このように品質方針を共通認識とすることで、お取引先様とSUBARUは開発から量産にいたるすべての段階において緊密に連携することができ、一体となった品質保証活動を推進しています。
活動の一例として、お取引先様での品質保証体制や品質マネジメントシステムに関する定期的な自主監査を支援し、第三者視点でのアドバイスを行っています。加えて、定期的な監査とは別に、SUBARUがお取引先様の製造工程や生産現場に直接お伺いし、非定期の実地監査や工程診断、さらには生産性改善の提案を実施するなど、さらなる品質向上に向けた協働の取り組みも行っています。また、APQP(Advanced Product Quality Planning:先行製品品質計画)プロセスにのっとり、活動することで、お取引先様自身の実力も高め、全体としての品質向上にも寄与しています。こうしたSUBARUとお取引先様が一体となった取り組みを行うことにより、外製部品の品質を確保しています。
そのほか、外部環境が極めて不透明さを増している近年においては、大規模な自然災害や世界情勢の変動による部品供給問題が生じたことから、万が一に備え、迅速に部品供給の復旧を目指すべく、お取引先様への支援体制も確立しています。

リコールへの対応

SUBARUグループはお客様の安全を最優先に考え、事故を未然に防止すべく、リコールへの処置対応を行っています。
世界各国のお客様からのご指摘や不具合情報などから、商品の安全性や法規に抵触する可能性のある不具合が生じた場合には、社内規程に基づきCQO 兼 品質保証本部長を委員長とするリコール委員会を設けて、具体的な対応内容を決定し、関係官庁へ速やかにリコール届け出を行います。安全・安心を最優先に、対象となるお客様には販売特約店からダイレクトメールなどで修理(無償)をご案内しています。迅速に改善が図れるよう市場措置の進捗状況の確認を行っています。
なお、2023年4月現在において、品質や安全に関する情報提供に関して、法律や自主規定に違反した事例はありません。

SUBARUでは不具合が発生した部品を搭載している車両を早く確実に特定するため、車両の個体番号と搭載している部品の個体番号とを紐づける「部品トレーサビリティ」を進めています。

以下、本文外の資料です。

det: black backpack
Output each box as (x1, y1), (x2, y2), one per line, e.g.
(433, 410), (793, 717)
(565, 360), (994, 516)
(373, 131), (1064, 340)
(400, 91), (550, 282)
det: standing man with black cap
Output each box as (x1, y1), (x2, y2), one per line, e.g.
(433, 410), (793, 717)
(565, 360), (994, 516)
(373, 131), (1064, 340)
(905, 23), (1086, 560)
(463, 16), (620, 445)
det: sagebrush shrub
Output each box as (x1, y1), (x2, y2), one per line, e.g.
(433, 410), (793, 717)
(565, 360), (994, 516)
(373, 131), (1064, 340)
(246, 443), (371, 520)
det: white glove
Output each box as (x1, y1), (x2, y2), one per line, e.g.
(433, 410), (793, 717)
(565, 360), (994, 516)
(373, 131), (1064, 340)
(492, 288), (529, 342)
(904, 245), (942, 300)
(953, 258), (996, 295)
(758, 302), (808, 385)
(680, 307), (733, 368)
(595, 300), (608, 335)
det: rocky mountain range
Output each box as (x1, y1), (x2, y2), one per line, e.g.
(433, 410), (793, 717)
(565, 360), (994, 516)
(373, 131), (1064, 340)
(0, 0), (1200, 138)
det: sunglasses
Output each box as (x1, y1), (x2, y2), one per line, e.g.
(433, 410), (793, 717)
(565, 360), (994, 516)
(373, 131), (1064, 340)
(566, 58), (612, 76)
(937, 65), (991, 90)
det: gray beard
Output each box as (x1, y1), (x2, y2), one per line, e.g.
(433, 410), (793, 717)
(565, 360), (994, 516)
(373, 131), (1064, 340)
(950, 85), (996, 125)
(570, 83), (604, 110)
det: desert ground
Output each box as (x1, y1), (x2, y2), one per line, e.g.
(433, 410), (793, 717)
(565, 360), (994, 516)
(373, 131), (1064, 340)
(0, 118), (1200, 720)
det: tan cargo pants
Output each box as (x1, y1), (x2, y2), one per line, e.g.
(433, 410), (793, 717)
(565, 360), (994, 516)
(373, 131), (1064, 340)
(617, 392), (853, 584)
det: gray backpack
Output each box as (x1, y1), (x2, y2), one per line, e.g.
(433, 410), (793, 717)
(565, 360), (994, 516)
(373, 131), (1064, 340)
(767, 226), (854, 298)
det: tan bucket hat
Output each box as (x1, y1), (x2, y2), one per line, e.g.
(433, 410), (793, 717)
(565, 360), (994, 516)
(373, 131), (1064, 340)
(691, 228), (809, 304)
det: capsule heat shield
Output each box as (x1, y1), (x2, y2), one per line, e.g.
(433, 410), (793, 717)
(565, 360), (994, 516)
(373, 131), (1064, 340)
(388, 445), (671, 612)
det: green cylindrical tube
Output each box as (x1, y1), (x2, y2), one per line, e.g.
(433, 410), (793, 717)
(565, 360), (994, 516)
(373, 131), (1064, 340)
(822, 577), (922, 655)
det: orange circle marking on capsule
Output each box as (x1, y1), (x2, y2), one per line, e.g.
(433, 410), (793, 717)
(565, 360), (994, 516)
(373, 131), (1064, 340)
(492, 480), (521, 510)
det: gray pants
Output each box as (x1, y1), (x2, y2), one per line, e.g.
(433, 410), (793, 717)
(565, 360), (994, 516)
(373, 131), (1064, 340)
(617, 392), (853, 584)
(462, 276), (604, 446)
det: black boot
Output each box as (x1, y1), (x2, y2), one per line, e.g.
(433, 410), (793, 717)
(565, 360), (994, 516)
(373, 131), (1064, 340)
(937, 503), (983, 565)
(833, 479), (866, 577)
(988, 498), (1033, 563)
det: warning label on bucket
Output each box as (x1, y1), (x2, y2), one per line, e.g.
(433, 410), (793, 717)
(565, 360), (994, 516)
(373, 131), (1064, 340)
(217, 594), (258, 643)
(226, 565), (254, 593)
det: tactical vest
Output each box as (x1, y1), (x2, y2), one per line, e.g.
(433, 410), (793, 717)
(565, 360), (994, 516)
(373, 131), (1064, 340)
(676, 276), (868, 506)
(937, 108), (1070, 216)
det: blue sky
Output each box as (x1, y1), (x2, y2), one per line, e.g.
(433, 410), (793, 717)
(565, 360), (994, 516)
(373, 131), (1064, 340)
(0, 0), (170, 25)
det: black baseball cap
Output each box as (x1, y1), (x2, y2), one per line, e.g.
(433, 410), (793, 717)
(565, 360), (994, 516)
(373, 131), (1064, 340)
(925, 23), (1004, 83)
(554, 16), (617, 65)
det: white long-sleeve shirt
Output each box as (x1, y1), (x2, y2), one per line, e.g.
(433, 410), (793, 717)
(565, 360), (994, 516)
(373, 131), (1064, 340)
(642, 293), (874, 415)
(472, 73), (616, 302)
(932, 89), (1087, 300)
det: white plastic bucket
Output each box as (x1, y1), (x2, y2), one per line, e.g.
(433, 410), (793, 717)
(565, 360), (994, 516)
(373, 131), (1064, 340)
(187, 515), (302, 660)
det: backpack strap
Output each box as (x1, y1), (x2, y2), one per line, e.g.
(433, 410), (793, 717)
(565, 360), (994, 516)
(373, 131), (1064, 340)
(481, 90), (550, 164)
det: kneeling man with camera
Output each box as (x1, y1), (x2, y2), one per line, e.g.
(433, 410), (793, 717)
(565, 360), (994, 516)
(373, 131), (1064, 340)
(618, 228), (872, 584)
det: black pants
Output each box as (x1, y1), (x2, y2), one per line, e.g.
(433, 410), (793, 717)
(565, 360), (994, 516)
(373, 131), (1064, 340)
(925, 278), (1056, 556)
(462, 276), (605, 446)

万が一、リコールが発生した場合でも、お客様への迷惑度が最小限になる活動に取り組んでいます。

SUBARU車のリコールについて

リコール改善件数(国内)

(年度/件)

国内措置件数 2018 2019 2020 2021 2022
リコール※1 11 13※4 8 9 5
改善対策※2 1 1 0 1 0
サービスキャンペーン※3 6 3 6 3 2
合計 18 17 14 13 7
※1
同一の型式で一定範囲の自動車などまたはタイヤ、チャイルドシートについて、道路運送車両の保安基準に適合していない、または適合しなくなるおそれがある状態で、その原因が設計または製作過程にあると認められるときに、自動車メーカーなどが、保安基準に適合させるために必要な改善措置を行うこと。
※2
道路運送車両の保安基準に規定はされていないが、不具合が発生した場合に安全の確保および環境の保全上看過できない状態であって、かつ、その原因が設計または製作過程にあると認められるときに、自動車メーカーなどが、必要な改善措置を行うこと。
※3
リコール届出や改善対策届出に該当しないような不具合で、商品性・品質の改善措置を行うこと。
※4
タカタ製エアバッグ対応はモデル別にリコールを届け出ており、上記表ではそれらを1案件としています。
2022年度リコール実績(グローバル)※1

(件)

国・地域 件数
日本 5
北米 11
その他 5
グローバル 13※2
※1
社内データのため、当局公表データと異なる場合がある。
※2
複数の国・地域で実施した同一のリコールは1件として集計しているため各国・各地域の件数の合計とは異なる。

タカタ製エアバッグ リコールの進捗状況

SUBARUのタカタ製エアバッグのリコール対応について、米国における進捗率(2023年4月現在)は下表の通り、業界上位で進捗しています。

米国におけるタカタ製エアバッグリコール進捗状況
No. 自動車メーカー 進捗率
1 米国A社 99.0%
2 欧州B社 97.2%
3 日本C社 93.8%
4 日本D社 93.6%
5 欧州E社 92.2%
6 米国F社 91.8%
7 SUBARU 91.7%
8 日本G社 91.7%
  ・・・ ・・・
  業界平均 84.9%
2023年4月 NHTSA公表データより。